Location
- 28401 SW 167th Avenue Homestead, Florida 33030 United States 25°30′05″N 80°27′35″W﻿ / ﻿25.5013846°N 80.4598324°W

Information
- Type: Public magnet (As of 2008-09)
- Motto: There is no peer to a Buccaneer!(Formerly "The Rebels")
- Established: Original campus: August 1953; 73 years ago; New campus: April 2008; 18 years ago;
- School district: Miami-Dade County Public Schools
- Principal: Jonathan Britton
- Teaching staff: 127.00 (FTE) (2023–2024)
- Grades: 9–12
- Enrollment: 3,382 (2023–2024)
- Student to teacher ratio: 25.62 (2023–2024)
- Campus: Suburban
- Colors: Royal Blue, White and Black
- Mascot: Buccaneer
- Average class size: 28
- Website: sdshs.net

= South Dade Senior High School =

South Dade Senior High School is a secondary school in unincorporated Miami-Dade County, Florida, just north of Homestead. It is located on 60 acre at the southernmost end of Miami-Dade County.

It is the older of the two public high schools that serves the population of parts of the city of Homestead, Redland, Naranja, Leisure City, and other unincorporated areas.

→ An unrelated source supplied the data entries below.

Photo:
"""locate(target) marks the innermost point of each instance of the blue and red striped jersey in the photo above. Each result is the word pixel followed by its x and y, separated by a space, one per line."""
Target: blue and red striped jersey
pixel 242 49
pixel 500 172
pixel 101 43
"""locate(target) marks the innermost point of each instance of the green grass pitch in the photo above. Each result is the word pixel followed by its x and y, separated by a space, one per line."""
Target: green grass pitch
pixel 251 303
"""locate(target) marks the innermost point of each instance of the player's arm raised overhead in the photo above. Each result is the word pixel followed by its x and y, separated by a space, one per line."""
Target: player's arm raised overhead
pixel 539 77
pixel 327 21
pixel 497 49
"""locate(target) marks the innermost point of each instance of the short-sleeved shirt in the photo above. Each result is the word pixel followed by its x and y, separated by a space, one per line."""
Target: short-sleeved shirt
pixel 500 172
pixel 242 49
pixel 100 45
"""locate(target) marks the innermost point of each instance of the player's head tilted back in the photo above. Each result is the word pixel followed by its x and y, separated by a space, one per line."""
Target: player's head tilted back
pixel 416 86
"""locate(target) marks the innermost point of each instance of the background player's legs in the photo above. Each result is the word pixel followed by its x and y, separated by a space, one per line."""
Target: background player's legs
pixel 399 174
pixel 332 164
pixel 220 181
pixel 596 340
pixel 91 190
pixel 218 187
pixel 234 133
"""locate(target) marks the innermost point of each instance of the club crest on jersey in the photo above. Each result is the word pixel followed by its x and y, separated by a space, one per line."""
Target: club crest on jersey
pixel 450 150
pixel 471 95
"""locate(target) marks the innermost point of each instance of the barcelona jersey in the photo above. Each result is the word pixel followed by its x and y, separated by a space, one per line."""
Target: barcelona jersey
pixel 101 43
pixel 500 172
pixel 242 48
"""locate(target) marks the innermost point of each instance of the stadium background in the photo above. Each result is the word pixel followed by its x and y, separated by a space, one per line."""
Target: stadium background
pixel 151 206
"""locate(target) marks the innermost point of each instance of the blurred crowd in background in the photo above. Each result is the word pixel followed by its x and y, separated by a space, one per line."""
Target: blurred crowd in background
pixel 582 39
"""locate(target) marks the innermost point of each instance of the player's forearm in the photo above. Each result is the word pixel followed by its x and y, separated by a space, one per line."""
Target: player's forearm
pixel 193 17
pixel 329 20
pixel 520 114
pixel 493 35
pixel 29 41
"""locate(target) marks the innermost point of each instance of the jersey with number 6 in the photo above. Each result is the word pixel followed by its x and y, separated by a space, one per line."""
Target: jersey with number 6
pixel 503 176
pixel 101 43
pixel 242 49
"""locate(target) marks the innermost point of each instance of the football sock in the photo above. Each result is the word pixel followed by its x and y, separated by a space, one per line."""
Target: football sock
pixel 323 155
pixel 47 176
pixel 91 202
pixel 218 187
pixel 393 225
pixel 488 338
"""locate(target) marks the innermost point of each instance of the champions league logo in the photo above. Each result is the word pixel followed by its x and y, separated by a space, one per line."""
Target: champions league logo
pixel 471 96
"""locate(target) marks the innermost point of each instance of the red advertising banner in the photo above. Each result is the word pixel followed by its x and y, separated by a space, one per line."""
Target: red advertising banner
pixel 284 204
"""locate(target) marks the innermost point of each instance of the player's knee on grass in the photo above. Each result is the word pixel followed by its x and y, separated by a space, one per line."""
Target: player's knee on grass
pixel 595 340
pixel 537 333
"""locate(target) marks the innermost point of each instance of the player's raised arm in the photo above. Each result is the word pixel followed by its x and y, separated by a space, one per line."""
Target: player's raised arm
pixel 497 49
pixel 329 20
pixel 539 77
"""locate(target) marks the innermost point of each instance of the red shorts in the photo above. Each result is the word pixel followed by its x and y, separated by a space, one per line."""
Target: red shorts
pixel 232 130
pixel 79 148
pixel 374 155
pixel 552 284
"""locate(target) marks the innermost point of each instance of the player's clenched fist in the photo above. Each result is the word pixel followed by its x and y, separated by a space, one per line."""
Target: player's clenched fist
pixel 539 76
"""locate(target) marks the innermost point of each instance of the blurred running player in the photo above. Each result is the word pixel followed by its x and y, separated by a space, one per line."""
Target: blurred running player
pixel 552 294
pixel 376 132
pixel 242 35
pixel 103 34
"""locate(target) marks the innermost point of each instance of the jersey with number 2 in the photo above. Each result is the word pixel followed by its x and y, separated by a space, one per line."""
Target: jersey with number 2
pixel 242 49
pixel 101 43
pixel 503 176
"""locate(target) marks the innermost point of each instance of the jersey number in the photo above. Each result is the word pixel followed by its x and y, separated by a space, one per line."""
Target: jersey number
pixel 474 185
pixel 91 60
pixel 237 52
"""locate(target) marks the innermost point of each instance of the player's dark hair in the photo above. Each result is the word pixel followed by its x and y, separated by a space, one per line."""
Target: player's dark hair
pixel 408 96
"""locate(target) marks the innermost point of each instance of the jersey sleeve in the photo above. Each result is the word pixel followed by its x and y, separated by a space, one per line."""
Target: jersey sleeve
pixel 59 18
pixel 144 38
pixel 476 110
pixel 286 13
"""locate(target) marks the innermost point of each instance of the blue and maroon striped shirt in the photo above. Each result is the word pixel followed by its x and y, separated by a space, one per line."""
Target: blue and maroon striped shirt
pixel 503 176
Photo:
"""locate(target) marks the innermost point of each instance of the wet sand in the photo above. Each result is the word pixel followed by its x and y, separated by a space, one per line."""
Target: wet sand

South Dade is currently structured as a magnet school with International Baccalaureate and five other Academic programs that draw students from throughout the region.

==History==
South Dade was established in 1953, consolidating the original Homestead High School with the agricultural program and grades 9-12 of the Redland Farm Life School.
Following the devastation of Hurricane Andrew in August 1992, the school building was repaired and a new science wing opened in 1995.
In 2008, a state of the art facility with over 420,000 square feet opened.

==School journalism==
- The Current - school newspaper
- Southernaire - school yearbook
- BUCTV - school TV production

==Magnet academies==
Academy of Professional Services
- Agritechnology & Business Systems
- Landscape Design Architecture
- Sports & Recreational Turf Management
- Automotive Service Technology
- Materials & Processing Technology

Academy of International Finance, Business & Technology
- Information Technology
- Web Design Services
- Accounting Operations
- Business Supervise & Management
- Electronic Business Enterprise

Academy of Sports, Nutrition & Health Science
- Sports Administration
- Sports Medicine
- Nursing Assisting
- Childcare
- Culinary Arts
- Medical Assisting

Academy of Visual & Performing Arts
- Symphonic Band
- Wind Ensemble
- Chorus
- Orchestra
- Dance
- Theatre Arts
- Visual Arts

Academy of Law Studies & Public Safety
- Criminal Justice & Legal Services
- Law Enforcement & Custom Operations
- JROTC
- Firefighter

Academy of International Baccalaureate (IB)
- French
- Italian
- Spanish

==Athletics==

Its athletic rival is Homestead High School.

- Baseball
- Basketball (boys and girls)
- Bowling
- Cheerleading
- Cross Country
- Football
- Golf
- Soccer (boys and girls)
- Softball
- Swimming (boys and girls)
- Track (boys and girls)
- Volleyball
- Wrestling (boys and girls)

===Wrestling===
- State champions (1995, 1996, 1997, 1999, 2000, 2001, 2003, 2008, 2013, 2014, 2015, 2016, 2017, 2018, 2019, 2020, 2021, 2022, 2023, 2024, 2025, 2026)

===Bowling===
- State champions (2003) - girls

===Football===
- State champions (2013)

===Baseball===
- State champions (2014)

==South Dade HS feeder pattern==
- Avocado Elementary School
- Neva King Cooper Educational Center
- Redland Elementary School
- Redondo Elementary School
- West Homestead Elementary School
- William A. Chapman Elementary School
- Homestead Middle School
- Redland Middle School
- South Dade Middle School
- South Dade Senior High School
- South Dade Adult Center
- South Dade Skill Center

==Notable alumni==

- Marcus Hudson, football player for the San Francisco 49ers
- Jeremiah Jean-Baptiste, football player for the Los Angeles Chargers
- Alek Manoah, baseball player for the Toronto Blue Jays, 2019 MLB draft #11 overall selection
- Jose 'Tony' Parrilla, three-time NCAA 800m champion University of Tennessee (1992-1994), 1992 and 1996 Olympian
- Victoria Principal, actress notable for her role as Pamela Barnes Ewing on the TV show Dallas
- Kerry Reed, football player for the BC Lions
- Antrel Rolle, football player for the New York Giants
- James Wiggins, football player for the Arizona Cardinals.